*Türchen Nummer 19*: Sommertage

*Türchen Nummer 19*: Sommertage

Adventkalender: *Türchen Nummer 19*

Zutaten für die Knödel:
250 g Topfen (20%)
1 Ei
15 g weiche Butter
3 gehäufte EL Grieß
3 gehäufte EL Brösel
1 gehäufter EL Mehl (griffig)
1 EL Zitronensaft und etwas geriebene Schale

Zutaten für die Butterbrösel:
1 EL Butter
ca. 100 g Brösel
1 EL Zucker

Zutaten für das Apfelmus:
2 Äpfel (geschält und entkernt)
etwas Apfelsaft und/oder Wasser
1 EL Zucker
2 EL Zitrone

Topfenknödel mit selbstgemachtem Apfelmus

Hallo, wir sind Kathi und Romeo vom Blog „Sommertage“. Ende 20, Reisende und Hobbyköche aus Wien. Wir haben ein Faible für bizarre Begegnungen und individuelle Hotels. Außerdem mögen wir orientalisches Essen und Freiheit.
Wir lieben es fremde Kulturen zu entdecken und lieben es mindestens genau so, wieder nachhause zu kommen. Wir lieben fremde Küchen genauso sehr wie unsere Österreichische. Immer wenn wir von einer längen Reise zurückkommen, gibt’s bei uns als eines der ersten Gerichte Topfenknödel mit Apfelmus. Wieso?
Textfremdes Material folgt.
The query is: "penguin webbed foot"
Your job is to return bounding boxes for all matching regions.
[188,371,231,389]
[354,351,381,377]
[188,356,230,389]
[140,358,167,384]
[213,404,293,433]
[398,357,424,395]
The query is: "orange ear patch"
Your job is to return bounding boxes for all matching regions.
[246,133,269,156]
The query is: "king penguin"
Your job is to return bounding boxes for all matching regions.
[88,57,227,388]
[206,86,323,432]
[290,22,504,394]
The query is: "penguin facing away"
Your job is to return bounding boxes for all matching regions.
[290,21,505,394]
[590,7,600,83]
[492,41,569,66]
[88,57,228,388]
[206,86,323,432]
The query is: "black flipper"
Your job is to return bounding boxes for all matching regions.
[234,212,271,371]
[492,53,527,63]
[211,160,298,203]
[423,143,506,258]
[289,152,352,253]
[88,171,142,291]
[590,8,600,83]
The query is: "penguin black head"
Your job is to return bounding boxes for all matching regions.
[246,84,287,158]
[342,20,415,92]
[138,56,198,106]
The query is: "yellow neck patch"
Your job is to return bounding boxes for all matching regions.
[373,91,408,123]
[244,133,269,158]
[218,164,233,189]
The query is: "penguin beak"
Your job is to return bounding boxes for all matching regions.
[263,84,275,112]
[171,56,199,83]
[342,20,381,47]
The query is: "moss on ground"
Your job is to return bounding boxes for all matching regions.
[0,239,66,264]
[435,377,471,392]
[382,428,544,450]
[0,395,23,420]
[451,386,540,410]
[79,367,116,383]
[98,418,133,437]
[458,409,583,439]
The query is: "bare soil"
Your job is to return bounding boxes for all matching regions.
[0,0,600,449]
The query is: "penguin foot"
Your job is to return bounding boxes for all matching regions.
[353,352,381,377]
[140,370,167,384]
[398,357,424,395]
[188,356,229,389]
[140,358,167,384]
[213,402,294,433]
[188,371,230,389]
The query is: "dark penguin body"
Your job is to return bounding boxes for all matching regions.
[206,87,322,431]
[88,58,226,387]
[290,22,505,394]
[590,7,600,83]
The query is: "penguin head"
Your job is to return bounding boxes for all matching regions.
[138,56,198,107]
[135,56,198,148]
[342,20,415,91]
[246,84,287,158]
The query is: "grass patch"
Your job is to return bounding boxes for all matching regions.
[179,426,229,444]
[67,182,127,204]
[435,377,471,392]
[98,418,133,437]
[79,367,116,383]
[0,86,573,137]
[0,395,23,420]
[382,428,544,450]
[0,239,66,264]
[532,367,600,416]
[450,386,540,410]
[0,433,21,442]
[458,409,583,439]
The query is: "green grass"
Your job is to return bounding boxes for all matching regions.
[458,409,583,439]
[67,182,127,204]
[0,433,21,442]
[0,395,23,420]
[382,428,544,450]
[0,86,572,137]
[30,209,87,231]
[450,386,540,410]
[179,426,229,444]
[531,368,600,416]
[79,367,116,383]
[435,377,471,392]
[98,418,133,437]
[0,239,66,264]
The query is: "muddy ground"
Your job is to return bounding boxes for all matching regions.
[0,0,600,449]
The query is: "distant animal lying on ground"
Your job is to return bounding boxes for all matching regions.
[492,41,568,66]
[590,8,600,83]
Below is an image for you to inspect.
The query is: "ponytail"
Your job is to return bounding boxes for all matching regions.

Tja, wenn wir das nur wüssten… Vielleicht weil es das in der Form einfach nur bei uns in Österreich gibt.

Topfenknödel mit Apfelmus

Los geht’s mit den Knödeln. Vermengt alle Zutaten in einer Schüssel und rührt so lange, bis eine homogene Masse entsteht. Je nach Topfen und Geschmack kann auch etwas mehr bzw. weniger Gries, Brösel und Mehl verwendet werden. Wichtig ist nur, dass sie zumindest so fest sind, dass sie im Kochtopf nicht zerfallen. Die Topfenmasse etwa eine halbe Stunde ruhen lassen und danach golfballgroße Knödel formen und etwa zehn Minuten in siedendem Wasser ziehen lassen.

Für das Apfelmus zwei Äpfel schälen, entkernen und in kleine Stücke schneiden. In einem Topf mit einem Schuss Apfelsaft und Wasser sowie Zucker und Zitronensaft 20 Minuten köcheln lassen. Wenn die Äpfel nicht von selbst zu einem Mus werden, kann mit einem Löffel nachgeholfen werden.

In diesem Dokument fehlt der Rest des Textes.